(1.) HARNAM Singh owned agricultural land measuring 24 Bighas 8 Biswas. In consolidation he was allotted 73 Kanals 2 Marlas for the aforesaid land. 24 Bighas Biswas of land was allotted to Harnam Singh in lieu of the land owned by him in Pakistan. Before 1947 he had Mortgaged 4 Bighas 12 Biswas to Gurcharan, Singh and others, whereas 14 Bighas 9 Biswas of land was mortgaged by him on 26th March, 1957 in favour of Kundan Singh. In this manner, he was left with 9 Bighas 7 Biswas in his possession. On 2nd April 1958 Harnam Singh died. On 6th May, 1960 mutation Exhibit D2 was sanctioned regarding his estate in favour of Thakar Singh, brother of the deceased, since he did not leave any widow or child. On 16th September 1971 he gifted the land to the Appellant.
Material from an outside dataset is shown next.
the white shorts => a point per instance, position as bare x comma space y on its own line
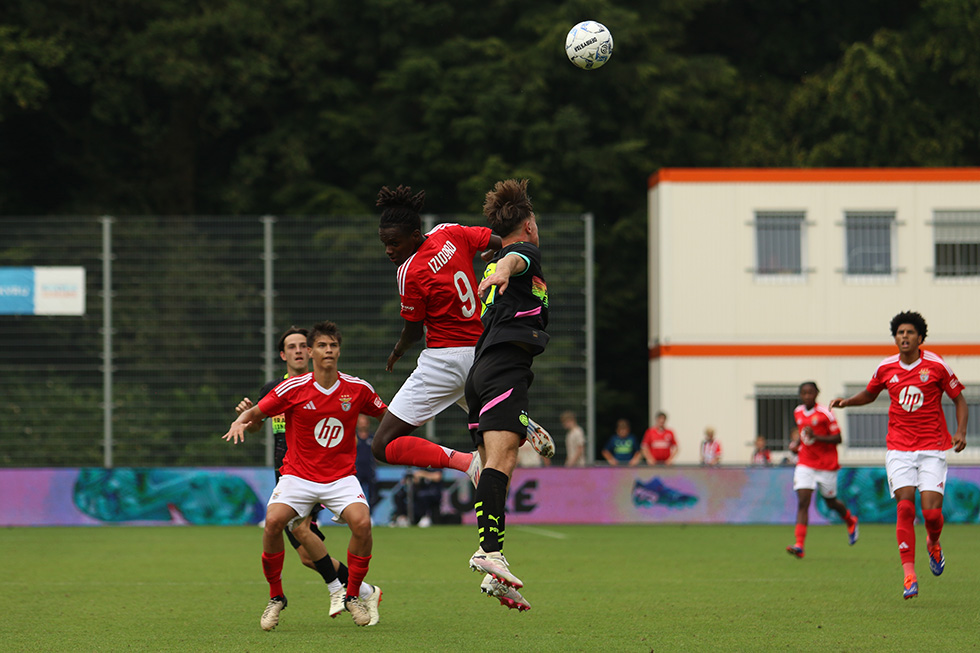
437, 382
808, 478
925, 470
301, 495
On 12th October, 1971 children of Gurdip Kaur filed the present suit for declaration that they are owners and in possession of 73 Kanals 2 Marjas of land, which was owned by Harnam Singh, on the basis of registered will Exhibit P -1; dated 8th March, 1958, left by Harnam Singh in favour of Shrimati Gurdip Kaur and impleaded Thakar Singh and the Appellant as Defendant since they wanted to interfere in their possession, permanent injunctions against them was sought. Thakur Singh disputed the will and pleaded that the mutation was rightly sanctioned. It was further pleaded that the suit was barred by time. The trial Court decreed the suit after recording a finding that the will was duly proved and the suit within limitation. The lower appellate Court upheld the trial Court's decree and this is second appeal by the done from Thakur Singh.
(2.) AFTER hearing the Learned Counsel for the parties I find that the finding of the Courts below is unassailable. The will is a registered one and its execution has been proved by the two attesting witnesses. The appreciation of the two attesting witnesses made by the Courts below could not be shown to be illegal accordingly, there is no scope for interference in second appeal. Hence the finding of the two Courts below about the execution of the will is upheld.
(3.) FOR the reasons recorded above, this appeal is devoid of merit and is dismissed.